Thursday, March 11, 2010
Well... bad news first. The Matrix Phone are not going to be on App Store any sooner. Apparently it is too close to the movie The Matrix thus there is a copyright issue (although I have avoided reference to The Matrix in the application description) . Maybe I would negotiate with Walt Brothers about authorization; but that would be after my next game publishes.
Ok, the next game: Smart Brick. You can think it as a 3D version of Tetris. Instead of filling an 2D plane as in Tetris, the user should fill a 3D volume using bricks that stretches on all three dimensions. It is not a fresh idea actually, there are several versions of 3D Tetris over the web; however, the key is not about the idea, it's about the control. Manipulating bricks in a 3D space, like flipping and movement in three dimensions is far more complicated than in 2D. It will leads to frustration and fun-less-ness. However, thanks to the multi-touch technology of iPhone, "3D Tetris" is made possible. Screenshots and demos will go online soon. Stick closely.

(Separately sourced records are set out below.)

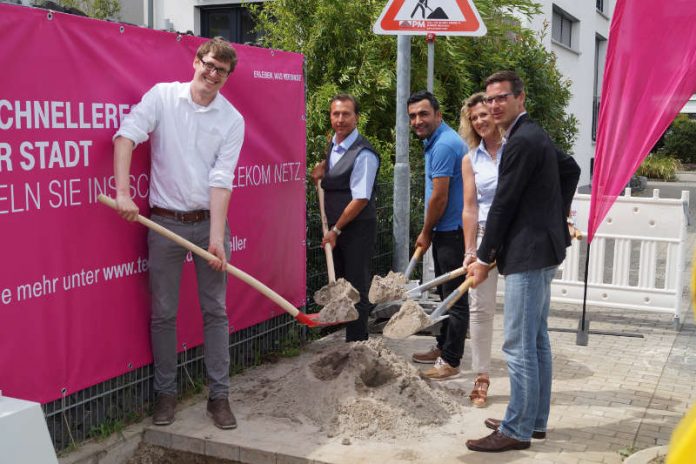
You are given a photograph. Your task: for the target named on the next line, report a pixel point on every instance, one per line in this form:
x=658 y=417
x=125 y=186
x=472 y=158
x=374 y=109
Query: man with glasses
x=526 y=235
x=442 y=226
x=196 y=136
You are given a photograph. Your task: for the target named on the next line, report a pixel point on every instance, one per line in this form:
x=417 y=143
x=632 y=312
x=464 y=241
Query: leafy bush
x=343 y=54
x=680 y=140
x=661 y=167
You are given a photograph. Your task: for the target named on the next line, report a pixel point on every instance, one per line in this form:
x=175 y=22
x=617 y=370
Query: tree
x=343 y=54
x=680 y=139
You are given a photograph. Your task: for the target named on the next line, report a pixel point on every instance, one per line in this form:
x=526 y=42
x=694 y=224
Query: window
x=562 y=26
x=233 y=22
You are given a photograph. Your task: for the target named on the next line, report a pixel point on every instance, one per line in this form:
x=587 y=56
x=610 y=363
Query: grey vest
x=336 y=183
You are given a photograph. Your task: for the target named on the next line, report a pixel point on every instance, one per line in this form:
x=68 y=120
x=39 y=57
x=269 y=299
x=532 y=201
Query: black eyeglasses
x=497 y=98
x=211 y=68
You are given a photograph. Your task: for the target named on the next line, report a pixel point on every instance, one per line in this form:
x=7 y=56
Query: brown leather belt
x=182 y=216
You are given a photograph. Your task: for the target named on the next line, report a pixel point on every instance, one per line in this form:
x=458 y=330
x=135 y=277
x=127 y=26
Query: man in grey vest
x=348 y=177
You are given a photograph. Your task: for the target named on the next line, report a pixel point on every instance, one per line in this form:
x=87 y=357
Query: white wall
x=577 y=65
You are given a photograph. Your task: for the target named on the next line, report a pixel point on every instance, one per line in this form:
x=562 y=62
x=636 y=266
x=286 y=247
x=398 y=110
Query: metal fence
x=104 y=408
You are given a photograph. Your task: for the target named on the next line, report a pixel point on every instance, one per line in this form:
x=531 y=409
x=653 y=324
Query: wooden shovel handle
x=414 y=259
x=325 y=228
x=193 y=248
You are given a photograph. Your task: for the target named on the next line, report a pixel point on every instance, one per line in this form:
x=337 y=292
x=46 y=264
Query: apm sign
x=422 y=17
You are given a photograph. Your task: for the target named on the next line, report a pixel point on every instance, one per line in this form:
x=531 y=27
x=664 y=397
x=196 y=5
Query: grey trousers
x=166 y=259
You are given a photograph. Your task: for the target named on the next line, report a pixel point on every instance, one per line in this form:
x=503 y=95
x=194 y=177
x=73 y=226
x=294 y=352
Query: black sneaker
x=165 y=407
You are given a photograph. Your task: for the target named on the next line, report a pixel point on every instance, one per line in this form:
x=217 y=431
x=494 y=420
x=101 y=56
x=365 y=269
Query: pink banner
x=74 y=302
x=649 y=76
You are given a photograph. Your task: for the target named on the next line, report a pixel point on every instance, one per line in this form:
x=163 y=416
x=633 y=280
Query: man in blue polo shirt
x=442 y=226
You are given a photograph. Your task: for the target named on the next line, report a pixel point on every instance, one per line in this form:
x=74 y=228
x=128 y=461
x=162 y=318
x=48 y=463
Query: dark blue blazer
x=526 y=228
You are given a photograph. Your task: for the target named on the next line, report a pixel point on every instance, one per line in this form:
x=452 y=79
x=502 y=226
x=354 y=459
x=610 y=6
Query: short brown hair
x=466 y=130
x=516 y=84
x=346 y=97
x=221 y=50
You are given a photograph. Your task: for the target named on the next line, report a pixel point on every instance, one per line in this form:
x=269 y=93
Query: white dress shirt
x=362 y=178
x=193 y=147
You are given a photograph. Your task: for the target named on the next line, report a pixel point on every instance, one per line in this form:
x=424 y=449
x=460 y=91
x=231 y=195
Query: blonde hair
x=466 y=130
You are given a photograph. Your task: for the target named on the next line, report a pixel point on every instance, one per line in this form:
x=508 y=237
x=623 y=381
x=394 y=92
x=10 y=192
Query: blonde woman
x=480 y=176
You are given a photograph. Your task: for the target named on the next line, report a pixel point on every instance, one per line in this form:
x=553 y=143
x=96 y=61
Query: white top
x=365 y=166
x=193 y=147
x=486 y=175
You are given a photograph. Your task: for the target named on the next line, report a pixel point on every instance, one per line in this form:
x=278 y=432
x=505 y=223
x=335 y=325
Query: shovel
x=446 y=277
x=412 y=319
x=391 y=286
x=310 y=320
x=339 y=296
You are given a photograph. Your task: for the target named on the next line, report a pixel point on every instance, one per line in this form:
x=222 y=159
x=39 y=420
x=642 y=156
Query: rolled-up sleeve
x=362 y=178
x=138 y=124
x=222 y=173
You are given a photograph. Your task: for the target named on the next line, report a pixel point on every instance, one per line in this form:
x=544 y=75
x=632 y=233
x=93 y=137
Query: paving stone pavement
x=616 y=393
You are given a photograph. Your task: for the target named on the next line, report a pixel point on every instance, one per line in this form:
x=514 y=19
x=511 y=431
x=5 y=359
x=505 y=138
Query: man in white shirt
x=348 y=176
x=195 y=138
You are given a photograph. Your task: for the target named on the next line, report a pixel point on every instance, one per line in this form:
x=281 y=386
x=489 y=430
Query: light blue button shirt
x=486 y=175
x=362 y=178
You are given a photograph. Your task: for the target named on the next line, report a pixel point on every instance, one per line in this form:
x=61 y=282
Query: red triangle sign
x=421 y=17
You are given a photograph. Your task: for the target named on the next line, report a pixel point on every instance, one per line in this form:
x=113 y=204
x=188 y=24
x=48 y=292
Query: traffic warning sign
x=421 y=17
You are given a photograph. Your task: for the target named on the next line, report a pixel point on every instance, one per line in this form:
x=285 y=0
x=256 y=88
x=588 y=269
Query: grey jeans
x=166 y=260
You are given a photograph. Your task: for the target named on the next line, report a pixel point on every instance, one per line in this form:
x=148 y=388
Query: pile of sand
x=409 y=320
x=338 y=300
x=356 y=390
x=387 y=288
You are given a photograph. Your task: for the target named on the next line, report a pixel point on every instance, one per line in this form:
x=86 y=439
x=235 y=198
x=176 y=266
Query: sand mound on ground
x=357 y=390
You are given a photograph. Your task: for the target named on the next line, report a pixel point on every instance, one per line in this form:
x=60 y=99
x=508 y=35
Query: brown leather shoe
x=494 y=424
x=219 y=409
x=165 y=406
x=427 y=357
x=496 y=443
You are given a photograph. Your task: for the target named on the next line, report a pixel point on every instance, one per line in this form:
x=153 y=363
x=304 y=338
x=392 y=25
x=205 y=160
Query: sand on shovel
x=334 y=291
x=351 y=390
x=339 y=309
x=409 y=320
x=387 y=288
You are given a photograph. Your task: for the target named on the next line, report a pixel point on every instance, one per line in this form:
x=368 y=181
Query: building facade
x=577 y=33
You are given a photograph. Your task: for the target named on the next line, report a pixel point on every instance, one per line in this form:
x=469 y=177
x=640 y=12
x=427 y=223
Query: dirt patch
x=387 y=288
x=409 y=320
x=354 y=390
x=150 y=454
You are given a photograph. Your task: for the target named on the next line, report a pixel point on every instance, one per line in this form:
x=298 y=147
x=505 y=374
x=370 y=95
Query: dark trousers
x=448 y=254
x=352 y=256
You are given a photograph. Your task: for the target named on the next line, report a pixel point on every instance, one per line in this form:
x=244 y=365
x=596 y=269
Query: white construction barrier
x=24 y=437
x=637 y=256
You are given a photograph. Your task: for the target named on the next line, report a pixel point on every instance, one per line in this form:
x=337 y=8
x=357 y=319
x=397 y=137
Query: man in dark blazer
x=526 y=235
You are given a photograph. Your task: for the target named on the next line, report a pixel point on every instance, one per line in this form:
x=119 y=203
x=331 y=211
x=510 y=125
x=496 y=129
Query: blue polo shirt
x=444 y=151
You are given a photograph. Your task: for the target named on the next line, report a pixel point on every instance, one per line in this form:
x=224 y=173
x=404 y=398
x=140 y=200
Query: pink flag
x=649 y=76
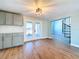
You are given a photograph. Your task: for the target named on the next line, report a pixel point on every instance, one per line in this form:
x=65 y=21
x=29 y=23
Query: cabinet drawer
x=18 y=20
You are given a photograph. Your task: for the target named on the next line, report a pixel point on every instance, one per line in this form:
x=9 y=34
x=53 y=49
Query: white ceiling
x=57 y=9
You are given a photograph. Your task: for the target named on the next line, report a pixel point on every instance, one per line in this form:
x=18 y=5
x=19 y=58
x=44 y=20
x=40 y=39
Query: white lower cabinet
x=1 y=41
x=18 y=39
x=7 y=40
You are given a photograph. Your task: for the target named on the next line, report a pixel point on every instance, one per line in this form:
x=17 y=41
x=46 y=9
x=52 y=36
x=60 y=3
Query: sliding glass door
x=37 y=30
x=29 y=31
x=32 y=30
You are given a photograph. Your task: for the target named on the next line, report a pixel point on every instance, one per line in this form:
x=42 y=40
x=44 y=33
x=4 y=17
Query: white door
x=32 y=30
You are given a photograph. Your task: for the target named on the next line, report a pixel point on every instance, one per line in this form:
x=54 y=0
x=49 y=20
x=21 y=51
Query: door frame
x=33 y=29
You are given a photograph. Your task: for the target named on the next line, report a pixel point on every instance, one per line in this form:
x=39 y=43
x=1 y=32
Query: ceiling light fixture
x=38 y=11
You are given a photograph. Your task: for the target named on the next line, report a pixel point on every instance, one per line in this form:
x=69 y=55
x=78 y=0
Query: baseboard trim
x=75 y=45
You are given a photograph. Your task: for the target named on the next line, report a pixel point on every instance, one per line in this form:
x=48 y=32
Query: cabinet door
x=2 y=18
x=18 y=39
x=0 y=41
x=18 y=20
x=7 y=40
x=9 y=18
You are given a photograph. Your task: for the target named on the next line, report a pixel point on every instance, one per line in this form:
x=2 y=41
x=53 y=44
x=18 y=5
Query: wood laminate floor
x=40 y=49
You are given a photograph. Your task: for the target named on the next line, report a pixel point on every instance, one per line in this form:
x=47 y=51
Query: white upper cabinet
x=18 y=39
x=7 y=40
x=9 y=19
x=1 y=41
x=2 y=18
x=18 y=19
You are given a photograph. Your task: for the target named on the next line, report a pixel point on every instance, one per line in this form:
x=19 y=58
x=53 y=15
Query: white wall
x=10 y=29
x=75 y=29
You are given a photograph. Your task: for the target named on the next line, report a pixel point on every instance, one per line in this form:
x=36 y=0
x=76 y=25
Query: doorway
x=32 y=30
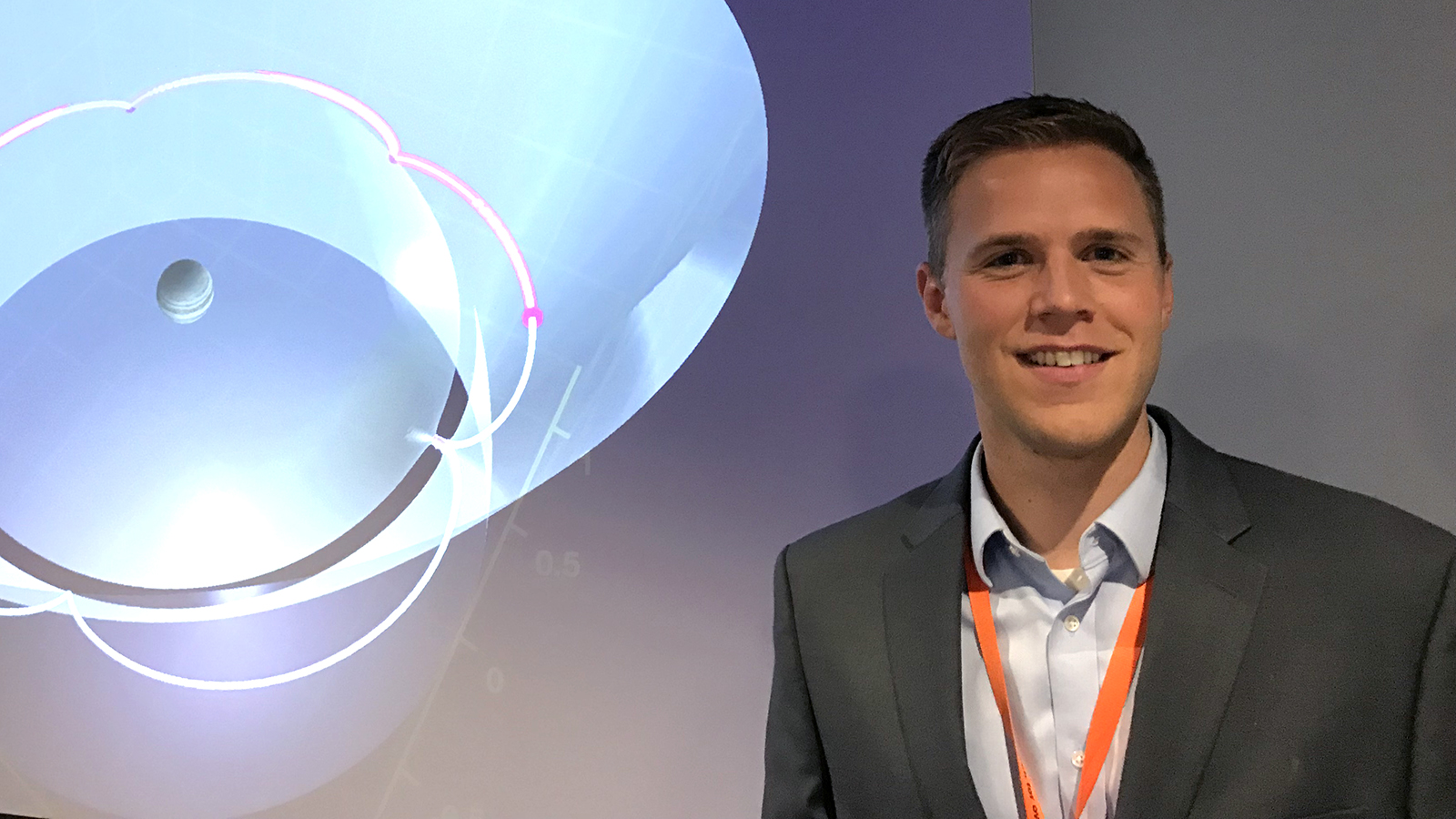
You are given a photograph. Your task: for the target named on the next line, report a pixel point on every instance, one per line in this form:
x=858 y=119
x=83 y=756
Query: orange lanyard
x=1117 y=682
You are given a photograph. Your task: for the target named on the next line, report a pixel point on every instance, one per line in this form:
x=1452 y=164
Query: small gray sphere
x=186 y=290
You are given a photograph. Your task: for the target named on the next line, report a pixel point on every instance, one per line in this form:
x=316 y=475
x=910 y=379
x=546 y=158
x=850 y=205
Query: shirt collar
x=1133 y=518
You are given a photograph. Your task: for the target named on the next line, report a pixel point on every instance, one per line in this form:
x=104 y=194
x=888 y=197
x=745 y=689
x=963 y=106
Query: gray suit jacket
x=1299 y=662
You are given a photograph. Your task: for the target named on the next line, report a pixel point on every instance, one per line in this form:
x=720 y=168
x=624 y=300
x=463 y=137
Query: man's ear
x=932 y=293
x=1168 y=290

It is also planned to port Smart Brick on iPad - natively, not "stretched" up. But not until I get the product. I need to wait longer because I actually want the 3G version.
For the end of the post, a little tip for the mix C++/Objective C development:
You can have C++ classes as parameters of Objective C functions. However, Objective C does not allow namespace syntax, the "::", in the function declaration. So you need to put a namespace using at the top of your Objective C header. It's kind of nasty, and I still prefer plain C struct as means of communication between C++ and Objective C.